The bill, which was passed in the Lok Sabha on July 24, provides for special procedures to deal with terrorist activities, and empowered the government to designate individuals as terrorists on the grounds of terrorism.  

Unlawful Activities (Prevention) Amendment Bill, 2019: Key points to know

New Delhi: The Unlawful Activities (Prevention) Amendment Bill, 2019 was passed in the Rajya Sabha on Friday. The bill, introduced by Home Minister Amit Shah, received votes of 147 MPs in favour while 42 MPs opposed it.
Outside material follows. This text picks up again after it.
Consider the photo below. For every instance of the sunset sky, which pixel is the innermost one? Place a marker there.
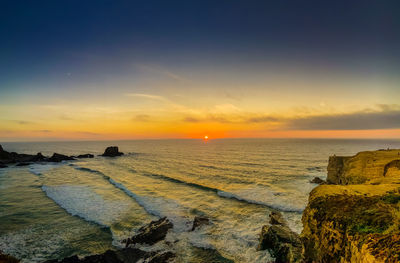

The Bill will become an Act once President Ran Nath Kovind signs it. 

The bill, which was passed in the Lok Sabha on July 24, provides for special procedures to deal with terrorist activities, and empowered the government to designate individuals as terrorists on the grounds of terrorism.  

Here are some key features of the amended bill:

What comes under terrorism: Under the act, the central government may designate an organisation as a terrorist organisation if it commits or participates in acts of terrorism, or prepares for terrorism, or promotes terrorism, or is otherwise involved in terrorism.  Additionally, the bill allows the government to designate individuals as terrorists on the same grounds.

Approvals to be taken by NIA: Under the act, an investigating officer is required to obtain the prior approval of the Director-General of Police to seize properties that may be connected with terrorism.  The bill also mandates that if the investigation is conducted by an officer of the National Investigation Agency (NIA), the approval of the Director-General of NIA would be required for seizure of such property.  

Investigation process to be followed by NIA: Under the act, investigation of cases may be conducted by officers of the rank of Deputy Superintendent or Assistant Commissioner of Police.  The bill also empowers the officers of the NIA, of the rank of Inspector or officers holding higher posts, to investigate cases.

Insertion to the schedule of treaties: In this, terrorist acts include acts committed within the scope of any of the treaties listed in a schedule to the act.  The schedule lists nine treaties, including the Convention for the Suppression of Terrorist Bombings, 1997, and the Convention against Taking of Hostages, 1979.  
The Bill has added one more treaty to the list-- the International Convention for Suppression of Acts of Nuclear Terrorism, 2005.